However, in and amongst the success and horror stories are some dubious myths. This is an area of business where a lot of inaccurate information is published, and through the course of this guide we will look at some of the biggest misconceptions that arise from one of the most important areas of startups: funding.

Myth #1 – You only need $100 to start

If you delve through the archives you will be sure to find some stories of people in business who claimed to have $100 in their bank account, and went on to make a multi-million dollar establishment. Can it happen? Sure. Does it happen regularly? Not at all.

It would be fair to say that starting a business has become easier than ever before. The fact that some initial costs that were historically large, like EMV terminals, have crashed down in price means that some early obstacles no longer exist. However, at least some capital is needed, whether this is for product development or marketing to get the product out there. Very few businesses will start with the stereotypical $100.
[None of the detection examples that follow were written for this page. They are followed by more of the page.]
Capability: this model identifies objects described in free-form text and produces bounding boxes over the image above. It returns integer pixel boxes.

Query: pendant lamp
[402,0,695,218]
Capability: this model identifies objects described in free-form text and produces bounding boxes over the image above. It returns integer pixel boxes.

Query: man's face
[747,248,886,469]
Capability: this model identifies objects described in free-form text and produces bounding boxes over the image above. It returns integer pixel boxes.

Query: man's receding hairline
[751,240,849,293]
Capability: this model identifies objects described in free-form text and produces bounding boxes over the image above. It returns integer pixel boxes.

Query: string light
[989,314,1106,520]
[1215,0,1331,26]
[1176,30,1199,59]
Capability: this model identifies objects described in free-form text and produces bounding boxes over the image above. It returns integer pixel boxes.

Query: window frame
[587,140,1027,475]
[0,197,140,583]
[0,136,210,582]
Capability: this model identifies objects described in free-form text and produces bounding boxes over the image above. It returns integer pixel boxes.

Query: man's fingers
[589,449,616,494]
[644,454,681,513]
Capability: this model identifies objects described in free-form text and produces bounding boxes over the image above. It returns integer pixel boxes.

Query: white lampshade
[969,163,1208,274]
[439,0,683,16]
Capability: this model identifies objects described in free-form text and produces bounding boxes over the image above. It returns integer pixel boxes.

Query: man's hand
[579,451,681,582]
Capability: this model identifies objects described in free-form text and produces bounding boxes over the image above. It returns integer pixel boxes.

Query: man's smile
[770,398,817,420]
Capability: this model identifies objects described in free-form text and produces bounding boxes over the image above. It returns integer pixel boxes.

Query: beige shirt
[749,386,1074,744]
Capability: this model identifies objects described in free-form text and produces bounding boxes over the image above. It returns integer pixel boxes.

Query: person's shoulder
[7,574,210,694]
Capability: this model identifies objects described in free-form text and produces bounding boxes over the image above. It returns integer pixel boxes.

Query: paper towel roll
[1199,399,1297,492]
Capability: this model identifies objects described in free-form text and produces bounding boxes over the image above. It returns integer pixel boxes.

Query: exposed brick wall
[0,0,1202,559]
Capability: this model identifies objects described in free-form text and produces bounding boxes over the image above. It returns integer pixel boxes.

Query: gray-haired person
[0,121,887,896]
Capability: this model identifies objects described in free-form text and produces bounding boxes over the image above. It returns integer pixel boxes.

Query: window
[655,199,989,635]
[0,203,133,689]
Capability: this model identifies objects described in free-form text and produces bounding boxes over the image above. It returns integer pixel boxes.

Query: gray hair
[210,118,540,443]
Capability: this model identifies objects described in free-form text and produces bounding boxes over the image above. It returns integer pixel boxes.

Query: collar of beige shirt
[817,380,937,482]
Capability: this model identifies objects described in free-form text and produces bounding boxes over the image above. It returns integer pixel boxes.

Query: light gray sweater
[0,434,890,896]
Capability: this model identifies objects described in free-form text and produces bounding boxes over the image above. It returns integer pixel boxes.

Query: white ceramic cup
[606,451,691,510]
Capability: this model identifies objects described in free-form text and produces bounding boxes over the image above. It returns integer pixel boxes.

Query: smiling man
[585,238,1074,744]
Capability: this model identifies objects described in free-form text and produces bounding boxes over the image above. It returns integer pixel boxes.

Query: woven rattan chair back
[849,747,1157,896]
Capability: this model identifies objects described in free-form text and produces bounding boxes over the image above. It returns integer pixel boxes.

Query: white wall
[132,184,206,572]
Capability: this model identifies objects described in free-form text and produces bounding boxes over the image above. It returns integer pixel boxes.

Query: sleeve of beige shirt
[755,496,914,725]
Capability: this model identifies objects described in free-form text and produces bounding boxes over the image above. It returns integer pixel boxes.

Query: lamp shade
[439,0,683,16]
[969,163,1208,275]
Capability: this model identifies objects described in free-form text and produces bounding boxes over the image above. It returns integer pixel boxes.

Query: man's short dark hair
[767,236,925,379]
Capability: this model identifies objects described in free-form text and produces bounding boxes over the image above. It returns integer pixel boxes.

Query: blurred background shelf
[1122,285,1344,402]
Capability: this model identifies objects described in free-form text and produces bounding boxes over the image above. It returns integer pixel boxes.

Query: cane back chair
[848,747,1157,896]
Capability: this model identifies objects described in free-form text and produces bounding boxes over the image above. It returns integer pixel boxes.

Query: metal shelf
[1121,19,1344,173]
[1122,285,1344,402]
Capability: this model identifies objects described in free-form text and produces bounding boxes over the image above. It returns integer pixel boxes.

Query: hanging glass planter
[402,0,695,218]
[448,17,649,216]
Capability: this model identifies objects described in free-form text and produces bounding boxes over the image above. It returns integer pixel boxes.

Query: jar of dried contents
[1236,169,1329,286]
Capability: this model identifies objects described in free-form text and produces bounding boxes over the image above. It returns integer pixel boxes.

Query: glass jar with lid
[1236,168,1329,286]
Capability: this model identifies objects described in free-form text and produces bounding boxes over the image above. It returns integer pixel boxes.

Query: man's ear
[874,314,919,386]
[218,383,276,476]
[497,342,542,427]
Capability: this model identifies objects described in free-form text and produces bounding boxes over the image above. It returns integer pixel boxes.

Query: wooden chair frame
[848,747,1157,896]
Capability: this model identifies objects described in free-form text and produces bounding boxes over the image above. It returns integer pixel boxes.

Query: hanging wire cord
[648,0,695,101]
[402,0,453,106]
Myth #2 – When you do need finance, it’s a bank loan or nothing

This is actually rarely the case nowadays. Startups are lacking collateral, and this is one of the key ingredients that banks look out for. As such, if a startup does go down the bank lending route, the only way they are likely to receive this is through a personal loan. Suffice to say, a lot of startups don’t want to take such a risk to their personal property.

The situation has turned somewhat recently thanks to crowdfunding as well. Some startups will give away equity, or a product, in a return from funding from “the community”. It again means that banks are often redundant during the funding process.

Myth 3 – With a business plan, any funding is possible

Another misconception is that anything is possible courtesy of a business plan. To suggest that this is a golden ticket is a complete misconception though. While banks can look at them favorably, other sources of finance don’t believe in them and will never turn to them.

Bearing this in mind, placing all of your eggs in this basket is not a guarantee that you are going to net that elusive funding. Particularly in the modern-day crowdfunding world, this is something that is becoming less used (although for your own benefits, funding aside, they can still be a useful document to have). As such, don’t put one together and think that a magic wad of notes is going to come your way.